I first met Mary at church (yes, folks, Miss Vicky was once a regular church attendee)- First Presbyterian Church in Winnipeg, where she was the pastoral assistant (kind of a lay minister). We started attending when we moved to Winnipeg, as my great-grandfather had been its first minister. Kind of a weird reason for a previously secular family to start going to church, but we quickly found ourselves part of a close-knit community - and Mary and her family played a central role in that community. This closeness came in handy later when my parents separated; Mary and her husband Forbes became a real source of support for me during a very vulnerable, emotional time. I left Winnipeg for university not too long afterwards, but had periodic contact over the years and the sense of fondness remained.
Mary's influence on my life extended beyond her role in the church or as the mom of a close friend, however. She had an intellectual sharpness, a love for a good discussion and a passion for history and Classics. She went back to school and pursued a Classics degree with a specialty in Greek. And while she was working at the church, she started writing historical romance novels.
Turns out, she was really good at it, eventually leaving the church to start writing full time. I know a lot of people who say they'd love to write a book some day (I might even be one of them), but very few that actually get to the stage of finishing one, sending it off and getting it published. She wrote under the pen name Elizabeth Thornton. And she didn't just a few novels - she wrote twenty-seven. Twenty-seven novels, each of them involving considerable historical research (not to mention the challenge of the steamy-yet-not-formulaic sex scenes).

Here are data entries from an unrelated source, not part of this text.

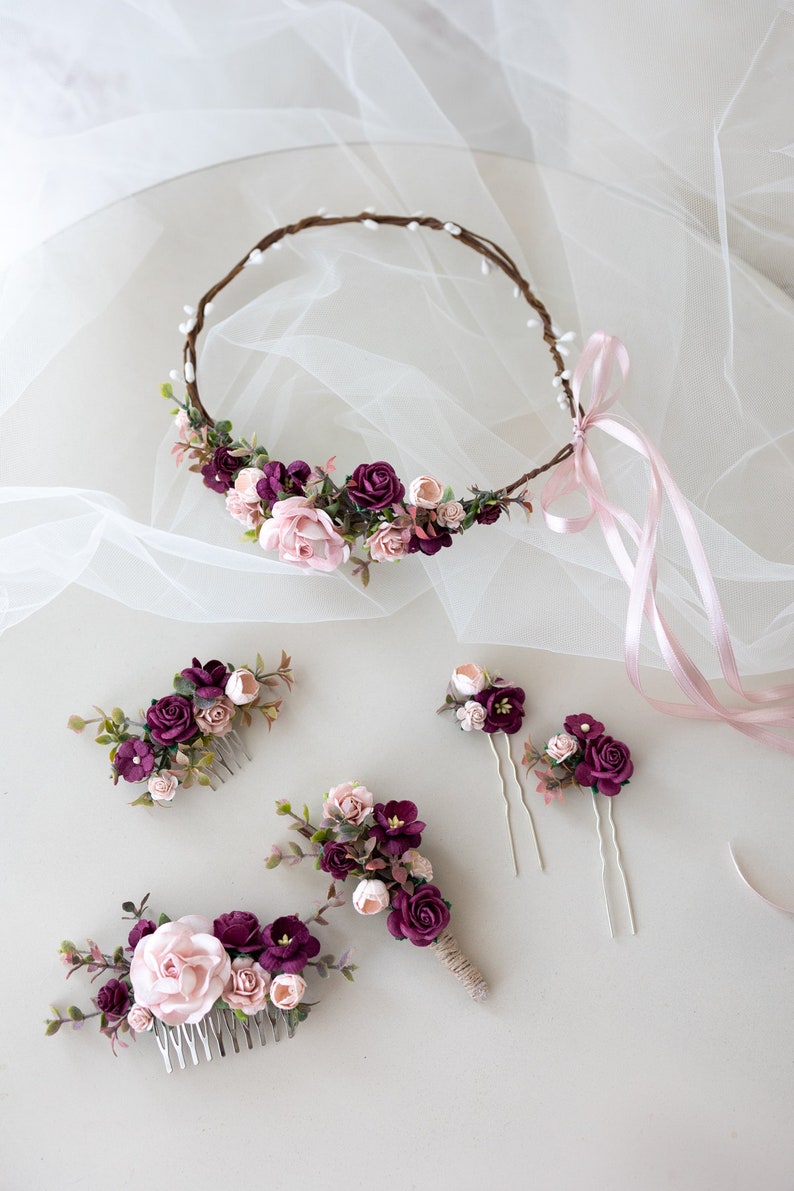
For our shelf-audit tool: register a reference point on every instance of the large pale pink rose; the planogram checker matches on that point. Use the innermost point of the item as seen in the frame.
(245, 484)
(304, 536)
(386, 544)
(217, 719)
(468, 680)
(425, 492)
(354, 800)
(180, 971)
(287, 990)
(249, 986)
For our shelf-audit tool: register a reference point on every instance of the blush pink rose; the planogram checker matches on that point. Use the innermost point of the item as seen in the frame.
(245, 484)
(250, 516)
(180, 971)
(425, 492)
(304, 536)
(370, 896)
(217, 719)
(450, 513)
(287, 990)
(386, 544)
(242, 687)
(249, 986)
(468, 680)
(352, 800)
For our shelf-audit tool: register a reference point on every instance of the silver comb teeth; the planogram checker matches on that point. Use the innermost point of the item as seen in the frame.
(222, 1030)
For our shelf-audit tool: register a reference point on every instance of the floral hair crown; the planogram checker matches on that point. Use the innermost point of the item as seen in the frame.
(200, 986)
(317, 524)
(189, 736)
(377, 843)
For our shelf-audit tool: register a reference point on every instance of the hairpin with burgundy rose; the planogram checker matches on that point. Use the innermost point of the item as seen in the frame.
(199, 985)
(192, 735)
(376, 842)
(582, 755)
(487, 703)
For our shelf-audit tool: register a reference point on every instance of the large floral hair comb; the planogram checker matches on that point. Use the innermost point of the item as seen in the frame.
(377, 843)
(372, 516)
(201, 986)
(192, 735)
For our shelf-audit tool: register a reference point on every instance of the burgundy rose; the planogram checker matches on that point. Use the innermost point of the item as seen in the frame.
(419, 916)
(133, 760)
(583, 727)
(375, 486)
(210, 680)
(113, 999)
(504, 709)
(239, 930)
(488, 515)
(607, 764)
(288, 946)
(336, 860)
(143, 927)
(219, 472)
(397, 827)
(170, 719)
(429, 544)
(282, 481)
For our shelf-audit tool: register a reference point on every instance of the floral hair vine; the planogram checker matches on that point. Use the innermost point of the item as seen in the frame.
(377, 843)
(583, 755)
(200, 986)
(317, 524)
(488, 704)
(192, 735)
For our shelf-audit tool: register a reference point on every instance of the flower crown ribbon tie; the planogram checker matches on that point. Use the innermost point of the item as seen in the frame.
(580, 472)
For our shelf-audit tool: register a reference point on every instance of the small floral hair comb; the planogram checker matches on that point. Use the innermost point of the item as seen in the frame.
(199, 985)
(376, 842)
(486, 703)
(582, 755)
(189, 736)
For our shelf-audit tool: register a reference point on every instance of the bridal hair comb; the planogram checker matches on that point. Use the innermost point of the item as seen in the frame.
(486, 703)
(199, 986)
(192, 735)
(582, 755)
(377, 843)
(316, 523)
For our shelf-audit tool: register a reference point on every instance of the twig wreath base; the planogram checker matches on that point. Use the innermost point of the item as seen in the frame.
(301, 511)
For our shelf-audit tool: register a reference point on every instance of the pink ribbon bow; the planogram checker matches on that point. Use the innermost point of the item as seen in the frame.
(580, 472)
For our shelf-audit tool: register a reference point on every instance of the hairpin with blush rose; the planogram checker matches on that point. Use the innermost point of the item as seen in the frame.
(486, 703)
(192, 735)
(376, 843)
(200, 986)
(582, 755)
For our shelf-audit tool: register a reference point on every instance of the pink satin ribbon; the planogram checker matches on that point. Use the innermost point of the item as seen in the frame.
(580, 472)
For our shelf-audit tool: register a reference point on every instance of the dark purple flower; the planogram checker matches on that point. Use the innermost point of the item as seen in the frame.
(219, 472)
(133, 760)
(113, 999)
(429, 544)
(504, 709)
(488, 515)
(210, 680)
(583, 727)
(170, 719)
(238, 930)
(397, 827)
(288, 946)
(419, 916)
(336, 860)
(282, 481)
(142, 928)
(607, 764)
(375, 486)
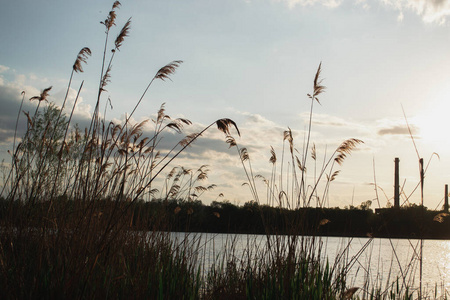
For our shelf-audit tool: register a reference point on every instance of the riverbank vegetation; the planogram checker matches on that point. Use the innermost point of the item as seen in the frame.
(74, 226)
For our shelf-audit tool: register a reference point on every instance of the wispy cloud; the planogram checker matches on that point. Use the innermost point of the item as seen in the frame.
(431, 11)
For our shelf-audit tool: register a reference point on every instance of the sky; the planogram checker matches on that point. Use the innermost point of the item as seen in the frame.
(254, 61)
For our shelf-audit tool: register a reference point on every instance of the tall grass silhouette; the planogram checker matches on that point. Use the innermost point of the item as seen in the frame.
(70, 227)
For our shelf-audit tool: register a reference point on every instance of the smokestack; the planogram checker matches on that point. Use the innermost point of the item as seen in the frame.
(446, 198)
(396, 184)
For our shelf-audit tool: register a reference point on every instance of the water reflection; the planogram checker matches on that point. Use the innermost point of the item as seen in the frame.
(370, 260)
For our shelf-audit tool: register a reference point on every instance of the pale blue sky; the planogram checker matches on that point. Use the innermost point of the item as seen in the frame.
(254, 62)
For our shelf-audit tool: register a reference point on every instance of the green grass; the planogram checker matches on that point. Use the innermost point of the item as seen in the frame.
(88, 249)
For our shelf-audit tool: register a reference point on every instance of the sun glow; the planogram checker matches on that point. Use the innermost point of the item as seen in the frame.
(434, 123)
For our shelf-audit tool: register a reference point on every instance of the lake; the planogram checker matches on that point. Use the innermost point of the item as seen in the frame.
(374, 260)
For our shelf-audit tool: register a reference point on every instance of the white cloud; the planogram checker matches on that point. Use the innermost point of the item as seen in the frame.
(431, 11)
(3, 68)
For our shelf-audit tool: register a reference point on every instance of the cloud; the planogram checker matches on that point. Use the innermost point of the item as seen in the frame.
(431, 11)
(326, 3)
(398, 130)
(3, 68)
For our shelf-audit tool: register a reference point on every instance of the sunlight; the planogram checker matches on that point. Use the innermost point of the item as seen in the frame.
(433, 122)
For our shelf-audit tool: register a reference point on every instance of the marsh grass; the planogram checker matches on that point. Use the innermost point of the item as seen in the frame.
(70, 224)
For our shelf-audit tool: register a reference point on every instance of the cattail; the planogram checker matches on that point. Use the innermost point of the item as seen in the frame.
(313, 152)
(43, 96)
(224, 124)
(318, 87)
(346, 148)
(106, 79)
(30, 122)
(123, 33)
(289, 138)
(231, 141)
(273, 157)
(244, 154)
(168, 70)
(349, 293)
(110, 20)
(81, 58)
(116, 4)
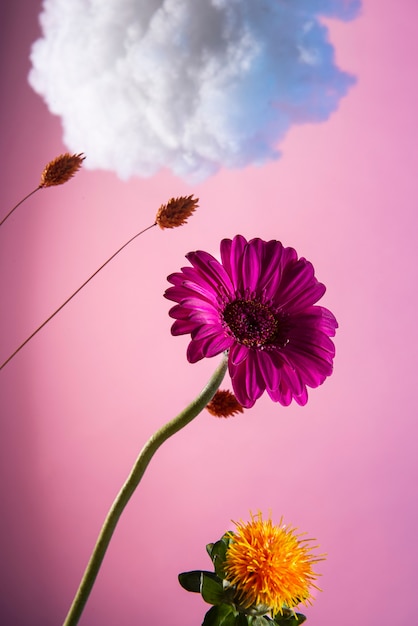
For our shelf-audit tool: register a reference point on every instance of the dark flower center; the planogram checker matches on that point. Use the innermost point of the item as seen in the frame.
(252, 323)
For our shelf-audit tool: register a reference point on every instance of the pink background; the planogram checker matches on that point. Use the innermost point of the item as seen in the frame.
(80, 400)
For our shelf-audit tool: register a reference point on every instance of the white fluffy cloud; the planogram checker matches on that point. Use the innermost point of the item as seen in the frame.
(189, 85)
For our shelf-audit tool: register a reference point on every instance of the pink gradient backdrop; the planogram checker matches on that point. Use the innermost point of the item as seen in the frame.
(80, 400)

Mary's example showed me the importance of pursuing your passions, of having confidence in your abilities and your potential. She brought that out in others as well, I think - her sons joke about how hard she was on them, but they have all done some pretty interesting things. Mary had no patience with low (or even mediocre) expectations, and that's a quality I can appreciate (and seem to have absorbed, much to the frustration of some people I know!). I certainly have Mary to thank for showing me that it's OK to do what you feel that you are meant to do, and to not be afraid to be ambitious about it. I will keep that - and Mary - in mind the next time I find myself ready for new challenges.
So thanks, Mary, for being there for me when I needed you. Thanks for raising someone who has been a stalwart friend over the years. Thanks for your friendship, your quick wit, and the fun cottage reading material. It was abundantly clear at today's service that you will be missed by many.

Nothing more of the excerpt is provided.